The R-34 slowly arose from the hands of the landing party and was completely swallowed up in the low-lying clouds at a height of 100 feet. When flying at night, possibly on account of the darkness, there is always a feeling of loneliness immediately after leaving the ground. The loneliness on this occasion was accentuated by the faint cheers of the landing party coming upward through the mist long after all signs of the earth had disappeared.

The airship rose rapidly 1,500 feet, at which height she emerged from the low-lying clouds and headed straight up the Firth of Forth toward Edinburgh.

A few minutes after 2 o’clock the lights of Rosyth showed up through a break in the clouds, thus proving brilliantly that the correct allowance had been made for the force and direction of the wind, which was twenty miles per hour from the east.

It should be borne in mind that when an airship gets out on a long-distance voyage carrying her maximum allowance of petrol, she can only rise to a limited height at the outset without throwing some of it overboard as ballast, and that as the airship proceeds on her voyage she can, if so desired, gradually increase her height as the petrol is consumed by the engine.

An airship of this type, when most of her petrol is consumed, can rise to a height of about 14,000 feet.

15.8 Tons of Petrol at Start

For this reason the next few hours were about the most anxious periods during the flight for Major Scott, the captain of the ship, who, owing to the large amount of petrol carried (4,900 gallons, weighing 15.8 tons), had to keep the ship as low as possible and at the same time pass over northern Scotland, where the hills rise to a height of over 3,000 feet.

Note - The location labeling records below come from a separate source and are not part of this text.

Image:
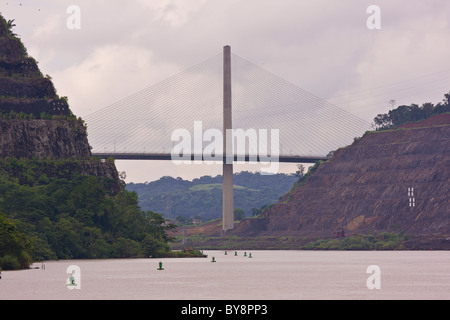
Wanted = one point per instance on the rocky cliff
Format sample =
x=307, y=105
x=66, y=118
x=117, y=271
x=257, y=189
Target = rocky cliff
x=36, y=124
x=54, y=139
x=394, y=180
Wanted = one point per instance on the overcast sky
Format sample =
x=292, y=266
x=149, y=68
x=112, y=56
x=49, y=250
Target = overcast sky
x=322, y=46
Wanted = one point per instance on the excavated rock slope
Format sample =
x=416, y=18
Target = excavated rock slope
x=365, y=188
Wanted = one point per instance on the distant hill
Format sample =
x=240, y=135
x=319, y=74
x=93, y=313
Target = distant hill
x=202, y=197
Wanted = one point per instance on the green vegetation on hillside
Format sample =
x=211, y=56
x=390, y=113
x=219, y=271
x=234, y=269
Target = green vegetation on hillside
x=71, y=217
x=202, y=197
x=406, y=114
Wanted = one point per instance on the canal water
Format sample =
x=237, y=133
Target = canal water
x=267, y=275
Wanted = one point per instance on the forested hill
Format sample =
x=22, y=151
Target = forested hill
x=202, y=197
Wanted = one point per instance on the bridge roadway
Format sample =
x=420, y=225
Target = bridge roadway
x=193, y=157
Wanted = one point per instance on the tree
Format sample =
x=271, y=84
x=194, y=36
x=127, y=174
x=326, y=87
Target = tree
x=9, y=25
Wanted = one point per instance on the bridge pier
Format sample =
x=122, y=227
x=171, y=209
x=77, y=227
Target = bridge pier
x=227, y=166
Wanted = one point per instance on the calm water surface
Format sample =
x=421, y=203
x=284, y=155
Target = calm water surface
x=269, y=275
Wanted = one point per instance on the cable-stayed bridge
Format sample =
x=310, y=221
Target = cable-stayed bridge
x=224, y=109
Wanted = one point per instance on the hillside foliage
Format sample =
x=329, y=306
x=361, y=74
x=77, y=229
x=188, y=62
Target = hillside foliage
x=202, y=198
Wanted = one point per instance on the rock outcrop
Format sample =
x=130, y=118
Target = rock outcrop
x=54, y=139
x=394, y=180
x=36, y=124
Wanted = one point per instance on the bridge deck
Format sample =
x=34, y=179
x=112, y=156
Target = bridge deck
x=168, y=156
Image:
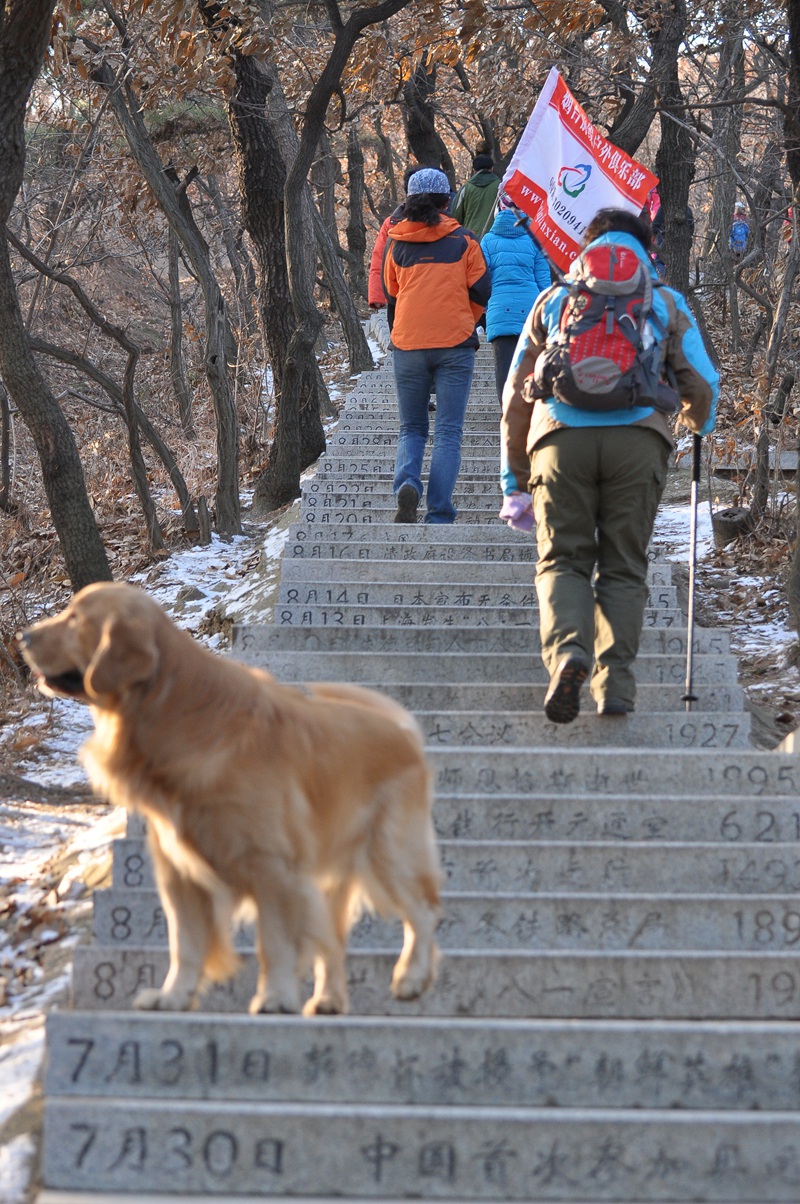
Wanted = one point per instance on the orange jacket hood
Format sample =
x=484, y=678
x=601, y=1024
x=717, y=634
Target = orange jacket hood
x=417, y=231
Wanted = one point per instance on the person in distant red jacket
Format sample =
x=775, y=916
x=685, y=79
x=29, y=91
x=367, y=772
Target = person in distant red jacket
x=375, y=294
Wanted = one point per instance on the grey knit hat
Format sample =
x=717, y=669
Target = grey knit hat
x=429, y=179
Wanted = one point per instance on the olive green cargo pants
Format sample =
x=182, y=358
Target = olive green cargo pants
x=595, y=491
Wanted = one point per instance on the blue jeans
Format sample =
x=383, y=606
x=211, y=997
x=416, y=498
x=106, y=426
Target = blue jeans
x=446, y=371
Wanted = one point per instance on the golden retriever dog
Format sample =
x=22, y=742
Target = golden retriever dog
x=304, y=802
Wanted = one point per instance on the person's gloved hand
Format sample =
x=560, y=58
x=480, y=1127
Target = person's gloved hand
x=518, y=512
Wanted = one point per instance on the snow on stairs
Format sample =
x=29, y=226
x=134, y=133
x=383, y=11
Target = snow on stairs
x=615, y=1013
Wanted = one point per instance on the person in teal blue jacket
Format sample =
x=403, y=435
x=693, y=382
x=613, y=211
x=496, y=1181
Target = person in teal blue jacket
x=519, y=272
x=594, y=480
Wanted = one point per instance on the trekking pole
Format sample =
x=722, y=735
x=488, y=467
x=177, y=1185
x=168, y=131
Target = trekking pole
x=689, y=696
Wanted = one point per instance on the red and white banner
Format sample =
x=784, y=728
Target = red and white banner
x=564, y=170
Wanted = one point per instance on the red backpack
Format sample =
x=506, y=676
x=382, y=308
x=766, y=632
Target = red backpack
x=604, y=358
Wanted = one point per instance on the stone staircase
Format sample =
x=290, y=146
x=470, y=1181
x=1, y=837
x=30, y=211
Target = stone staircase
x=616, y=1010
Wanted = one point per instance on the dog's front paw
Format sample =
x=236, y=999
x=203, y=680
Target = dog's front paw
x=272, y=1005
x=324, y=1005
x=410, y=985
x=152, y=999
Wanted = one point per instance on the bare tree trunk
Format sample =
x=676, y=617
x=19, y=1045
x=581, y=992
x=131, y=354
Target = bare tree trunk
x=387, y=201
x=175, y=206
x=177, y=371
x=309, y=320
x=5, y=450
x=419, y=118
x=727, y=124
x=62, y=472
x=139, y=472
x=325, y=173
x=260, y=163
x=675, y=158
x=360, y=356
x=356, y=231
x=24, y=31
x=115, y=393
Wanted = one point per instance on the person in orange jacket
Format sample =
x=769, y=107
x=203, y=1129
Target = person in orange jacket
x=436, y=285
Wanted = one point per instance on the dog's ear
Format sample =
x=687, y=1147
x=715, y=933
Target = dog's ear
x=125, y=655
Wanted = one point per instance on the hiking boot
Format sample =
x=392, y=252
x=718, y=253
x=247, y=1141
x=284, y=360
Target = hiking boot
x=563, y=700
x=615, y=707
x=407, y=503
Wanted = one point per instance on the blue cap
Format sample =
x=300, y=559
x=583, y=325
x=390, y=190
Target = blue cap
x=429, y=179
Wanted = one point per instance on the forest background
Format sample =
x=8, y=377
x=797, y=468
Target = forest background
x=189, y=190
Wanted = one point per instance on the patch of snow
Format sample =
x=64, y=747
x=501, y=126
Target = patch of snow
x=16, y=1160
x=19, y=1063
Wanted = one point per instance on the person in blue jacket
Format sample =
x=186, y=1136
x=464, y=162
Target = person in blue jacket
x=594, y=482
x=519, y=273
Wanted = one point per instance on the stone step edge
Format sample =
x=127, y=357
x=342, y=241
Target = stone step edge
x=80, y=1197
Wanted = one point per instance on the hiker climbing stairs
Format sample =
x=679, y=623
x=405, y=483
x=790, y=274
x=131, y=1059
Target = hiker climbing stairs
x=616, y=1010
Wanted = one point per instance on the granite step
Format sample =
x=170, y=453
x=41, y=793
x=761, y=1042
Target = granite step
x=495, y=866
x=552, y=984
x=471, y=1152
x=339, y=517
x=470, y=591
x=492, y=533
x=500, y=696
x=342, y=487
x=425, y=1062
x=445, y=618
x=548, y=920
x=253, y=638
x=476, y=667
x=733, y=820
x=422, y=572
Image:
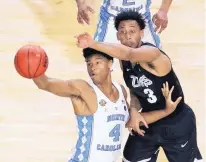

Owing to the stormy nature of the morning the air at 1,500 feet—the height at which the airship was travelling—was most disturbed and bumpy, due to the wind being broken up by the mountains to the north, causing violent wind-currents and air-pockets.

The most disturbed conditions were met in the mouth of the Clyde, south of Loch Lomond, which, surrounded by high mountains, looked particularly beautiful in the gray dawn light.

The islands at the mouth of the Firth of Clyde were quietly passed. The north coast of Ireland appeared for a time, and shortly afterward faded away as we headed out into the Atlantic.